Laporan Wartawan Tribunnews.com, Toni Bramantoro
TRIBUNNEWS.COM, JAKARTA - Dalam wawancara mengenai penolakan RUU Omnibus Kesehatan, termasuk dihapuskannya angka 10 persen dalam RUU menjadi polemik dan isu nasional yang mendapat perhatian banyak orang.
Anggota DPR RI FKB, Arzeti Bilbina menyatakan bahwa isu kesehatan di Indonesia sudah di tahap emergency.
Indeks Kesehatan Indonesia saat ini sangat rendah, bahkan kalah dengan negara ASEAN lainnya, peringkat Indonesia di dunia sangat rendah di angka 101 dari 149 Negara. Ini kondisi yang sangat buruk.
Bukan hanya itu saja, peringkat kualitas dokter di Indonesia juga sudah darurat, kualitas dokter dan perlindungan terhadap tenaga medis kita di dunia, pada angka 139 dari 194 negara, ini kondisi yang mengkhawatirkan.

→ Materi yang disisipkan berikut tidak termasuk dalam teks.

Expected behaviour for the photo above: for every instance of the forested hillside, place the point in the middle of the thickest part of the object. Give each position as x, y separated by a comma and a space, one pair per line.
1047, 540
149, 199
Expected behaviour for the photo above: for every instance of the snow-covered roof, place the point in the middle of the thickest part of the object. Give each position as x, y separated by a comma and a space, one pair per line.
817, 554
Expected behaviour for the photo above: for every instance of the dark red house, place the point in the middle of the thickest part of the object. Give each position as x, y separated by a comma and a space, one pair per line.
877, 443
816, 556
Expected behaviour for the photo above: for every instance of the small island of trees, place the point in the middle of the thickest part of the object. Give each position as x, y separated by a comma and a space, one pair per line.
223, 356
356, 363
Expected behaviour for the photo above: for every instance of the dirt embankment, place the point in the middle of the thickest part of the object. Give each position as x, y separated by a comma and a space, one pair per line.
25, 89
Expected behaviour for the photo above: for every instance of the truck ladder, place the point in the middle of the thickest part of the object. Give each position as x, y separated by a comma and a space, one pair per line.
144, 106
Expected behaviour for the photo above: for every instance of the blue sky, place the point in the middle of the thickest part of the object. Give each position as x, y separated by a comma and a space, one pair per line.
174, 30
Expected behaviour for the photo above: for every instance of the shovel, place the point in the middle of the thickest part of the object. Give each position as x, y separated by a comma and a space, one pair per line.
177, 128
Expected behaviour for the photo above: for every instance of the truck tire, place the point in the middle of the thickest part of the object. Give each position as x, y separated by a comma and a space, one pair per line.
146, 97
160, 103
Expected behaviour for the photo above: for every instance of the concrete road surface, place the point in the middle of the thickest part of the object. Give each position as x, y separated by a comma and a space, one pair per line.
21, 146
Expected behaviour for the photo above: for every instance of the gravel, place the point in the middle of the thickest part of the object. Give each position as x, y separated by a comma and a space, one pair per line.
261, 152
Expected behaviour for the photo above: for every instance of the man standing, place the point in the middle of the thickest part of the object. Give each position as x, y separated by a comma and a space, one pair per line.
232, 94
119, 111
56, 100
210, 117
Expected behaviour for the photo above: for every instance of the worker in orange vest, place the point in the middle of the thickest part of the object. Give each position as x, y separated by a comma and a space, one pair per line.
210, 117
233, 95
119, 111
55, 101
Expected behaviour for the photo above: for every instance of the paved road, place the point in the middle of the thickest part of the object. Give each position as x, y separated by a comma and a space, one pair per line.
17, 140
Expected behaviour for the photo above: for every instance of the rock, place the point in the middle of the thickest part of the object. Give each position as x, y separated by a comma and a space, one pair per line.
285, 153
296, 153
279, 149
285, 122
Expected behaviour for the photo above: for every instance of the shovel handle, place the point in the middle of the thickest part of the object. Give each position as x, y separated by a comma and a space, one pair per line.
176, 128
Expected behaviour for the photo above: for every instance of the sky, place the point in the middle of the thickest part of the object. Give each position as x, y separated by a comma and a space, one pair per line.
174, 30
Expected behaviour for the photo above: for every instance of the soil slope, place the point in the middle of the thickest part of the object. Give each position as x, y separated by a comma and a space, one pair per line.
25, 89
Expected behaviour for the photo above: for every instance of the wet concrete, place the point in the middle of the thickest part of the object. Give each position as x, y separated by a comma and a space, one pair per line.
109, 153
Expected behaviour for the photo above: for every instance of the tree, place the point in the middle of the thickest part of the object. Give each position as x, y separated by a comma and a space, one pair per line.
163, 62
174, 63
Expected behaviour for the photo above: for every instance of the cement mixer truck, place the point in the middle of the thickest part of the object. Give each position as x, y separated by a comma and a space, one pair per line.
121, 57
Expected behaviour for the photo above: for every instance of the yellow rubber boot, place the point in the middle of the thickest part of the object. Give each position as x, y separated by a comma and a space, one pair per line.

Baca juga: Mendekati Pergantian Pemerintahan, Pakar Nilai Pengesahan RUU Kesehatan Omnibus Sebaiknya Ditunda
“Kami di FPKB sudah mendapatkan arahan dari ketua umum, harus mendukung perlindungan terhadap tenaga medis kita, jangan sampai para tenaga medis menjadi garda terdepan namun tidak mendapatkan perlindungan dalam Undang-undang,” ungkap Arzeti Bilbina, Kamis (8/6/2023).
Arzeti mengkhawatirkan jika angka anggaran kesehatan tidak disebutkan dalam batang tubuh RUU Omnibus Kesehatan, maka kualitas dan pelayanan kesehatan di Indonesia semakin buruk, sehingga peringkat kesehatan Indonesia di dunia pun anjlok.
Artinya negara tidak bertanggung jawab terhadap kesehatan rakyatnya.
“Kami dari FKPB juga mendapat amanat bahwa spending mandatory dana kesehatan dari APBN harus di atas 5%, minimal 5% harus disebutkan dalam badan RUU Omnibus Kesehatan.
Kami khawatir, dengan kualitas kesehatan Indonesia saat ini, lalu tidak dicantumkan batasannya, malah akan anjlok di bawah 5%, dan ini akan semakin memperburuk pelayanan kesehatan di Indonesia,” tuturnya.